The Ascension Island passport stamp
We arrived at Ascension at 07:30 on Tuesday morning. There was a bar in the transit area but little else. If you make a donation to charity, they will oblige by making a rather fancy stamp in your passport to show that you have visited the island. I had initially hoped that I might be able to stay in Ascension for a couple of days but this proved to be difficult on this particular trip. Maybe I should come back for the autumn equinox?
Watch out for the minefields!
Ascension was pretty much as I
expected it to be, barren, covered in black sand and with every hillock sporting
a dish or a log-periodic. Flying in showed the island in all its small glory, a
barren rock sticking out of the sea in the middle of a big ocean. Although I
understand that there is much vegetation on the central mountain, I didn't see
it. I did look for
the 6m beacon antenna but it was like looking for a needle in a haystack. The stopover was soon over and we
were called up for the next seven and half hour leg to Mount Pleasance Airport (MPA
as it is known) on East Falkland, 35 miles south-west of Port Stanley.
During the stopover several guys were telling stories of the difficulties encountered on this this leg caused by weather. As there is no close alternative airport to divert to if the weather is bad in MPL, the plane has to turn around and return to Ascension hence causing significant delay if the weather stays bad in the Falklands. I was warned that I could be trapped on the islands for days!
Unexploded ordinance warning
We arrived at MPA at 14:30 and after
disembarkation we received a lecture on the problems of the Falklands. Problems?
Well, being careful to obey the minefields signs is one of them. There are still
several hundred uncleared minefields sprinkled around Stanley. We were shown
many types of munitions that we had to look out for and avoid!
There seems to be only one main road in the Falklands and this is 35 miles of rough road connecting the airport with Port Stanley. We arrived at the Hotel Malvina at about 17:00 and after checking in at the hotel I immediately went in search of Keith, VP8CMT's house. It turned out he was within a three minute walk from the hotel.

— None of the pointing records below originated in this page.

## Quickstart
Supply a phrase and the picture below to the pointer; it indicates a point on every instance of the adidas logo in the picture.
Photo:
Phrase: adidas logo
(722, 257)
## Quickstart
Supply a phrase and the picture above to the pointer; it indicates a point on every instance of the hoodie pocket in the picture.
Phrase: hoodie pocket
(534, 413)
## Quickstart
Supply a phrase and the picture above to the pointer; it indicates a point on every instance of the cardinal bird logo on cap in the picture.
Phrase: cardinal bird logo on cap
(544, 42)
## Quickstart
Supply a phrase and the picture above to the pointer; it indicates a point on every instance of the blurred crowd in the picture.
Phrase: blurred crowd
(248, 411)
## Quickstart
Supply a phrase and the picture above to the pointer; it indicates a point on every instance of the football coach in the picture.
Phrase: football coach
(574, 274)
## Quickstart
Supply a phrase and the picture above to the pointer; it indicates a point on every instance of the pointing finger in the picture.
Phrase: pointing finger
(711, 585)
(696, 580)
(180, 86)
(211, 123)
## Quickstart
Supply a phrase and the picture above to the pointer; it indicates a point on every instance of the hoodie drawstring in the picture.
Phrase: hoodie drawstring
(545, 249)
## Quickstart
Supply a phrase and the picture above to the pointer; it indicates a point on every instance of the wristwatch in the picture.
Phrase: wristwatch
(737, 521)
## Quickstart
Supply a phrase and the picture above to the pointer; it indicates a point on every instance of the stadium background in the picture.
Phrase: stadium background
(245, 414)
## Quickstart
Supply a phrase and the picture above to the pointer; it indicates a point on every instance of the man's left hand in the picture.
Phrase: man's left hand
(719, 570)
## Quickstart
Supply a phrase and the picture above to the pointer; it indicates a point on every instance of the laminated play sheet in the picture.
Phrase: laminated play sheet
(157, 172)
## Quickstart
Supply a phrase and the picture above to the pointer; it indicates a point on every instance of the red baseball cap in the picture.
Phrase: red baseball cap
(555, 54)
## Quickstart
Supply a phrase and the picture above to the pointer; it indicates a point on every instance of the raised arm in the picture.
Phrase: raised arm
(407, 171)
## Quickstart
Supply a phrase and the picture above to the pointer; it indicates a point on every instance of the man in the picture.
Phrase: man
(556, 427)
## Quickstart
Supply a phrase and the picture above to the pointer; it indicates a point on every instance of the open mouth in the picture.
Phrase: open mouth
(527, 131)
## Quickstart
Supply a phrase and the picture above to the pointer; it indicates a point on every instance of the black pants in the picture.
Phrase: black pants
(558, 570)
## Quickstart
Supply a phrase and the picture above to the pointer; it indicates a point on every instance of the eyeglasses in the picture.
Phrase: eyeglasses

After getting a cup of tea from Marilyn, Keith's wife (who was going to catch the plane back to the UK for a holiday the next day), it took but a few minutes to assemble the Tonna. Keith then arrived back from work. We then had the whole family at the top of the tower putting the 6m beam underneath the tri-bander - in the dark! After connecting everything up, I discovered that the FT650 brought all the way from the UK would not transmit! Fortunately, Keith had a TS690s and that was what I ended up using. There was nothing on 6m that night so I went back to the hotel, had dinner and a few drinks went to bed wondering how much propagation I would get in the next few days. Most of the daily reports below were written each evening in the bar!